Aims
This systematic review aimed to synthesize the current evidence on artificial intelligence (AI)-enhanced clinical reasoning among nurse practitioners (NPs).
Background
NPs require strong clinical reasoning skills and AI–based tools may support the development of these competencies; however, empirical evidence regarding their effectiveness remains limited.
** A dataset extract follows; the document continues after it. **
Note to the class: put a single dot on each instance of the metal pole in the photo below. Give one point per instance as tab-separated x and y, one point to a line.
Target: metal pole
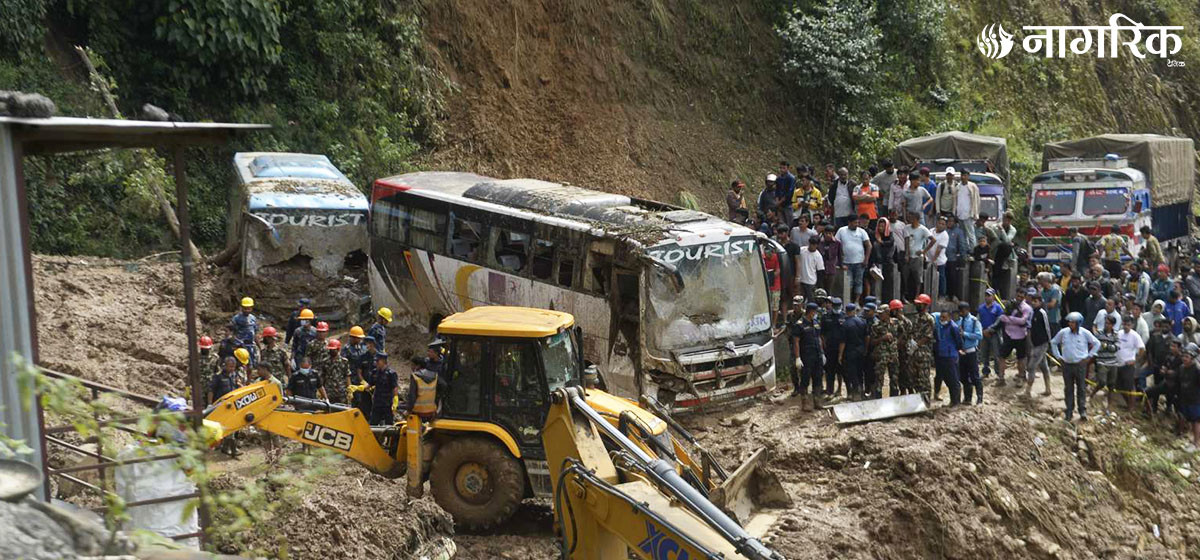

The strengthened literature review clearly identifies a critical gap, the absence of a prior systematic review specifically examining AI-enhanced clinical reasoning among NPs and will provid a strong rationale for the present review.
Design
Systematic review following PRISMA 2020 guidelines.
Methods
Searches were conducted in PubMed, Embase and CINAHL through July 2025. Of the 429 records retrieved, 13 met inclusion criteria. Eligible studies examined AI interventions targeting clinical reasoning among NPs. Risk of bias was assessed using the Critical Appraisal Skills Programme checklists and Joanna Briggs Institute tools. Data were extracted on study design, population, AI application domain, outcomes and quality appraisal.
Results
Thirteen studies were included: seven quantitative quasi-experimental, intervention validation, or retrospective cohort studies; three qualitative studies; and three systematic reviews. AI applications ranged from real-time monitoring and decision-support systems to simulation platforms and large language models, which supported clinical reasoning domains such as data gathering, hypothesis generation, diagnostic justification and reflective judgment. Quantitative studies showed improvements in diagnostic accuracy, consistency, efficiency and data collection, while qualitative studies found that NPs view AI as a supportive tool that enhances diagnostic reasoning and patient-centered care, while emphasizing the need for transparency, interpretability and workflow integration.
Conclusions
AI tools may strengthen NPs’ clinical reasoning by improving diagnostic accuracy, decision consistency and care efficiency, but their safe use requires rigorous validation, standardized evaluation, ethical safeguards and digital literacy training. Limitations include heterogeneous AI applications across professional groups and a predominance of simulation-based evidence over real-world clinical evaluations.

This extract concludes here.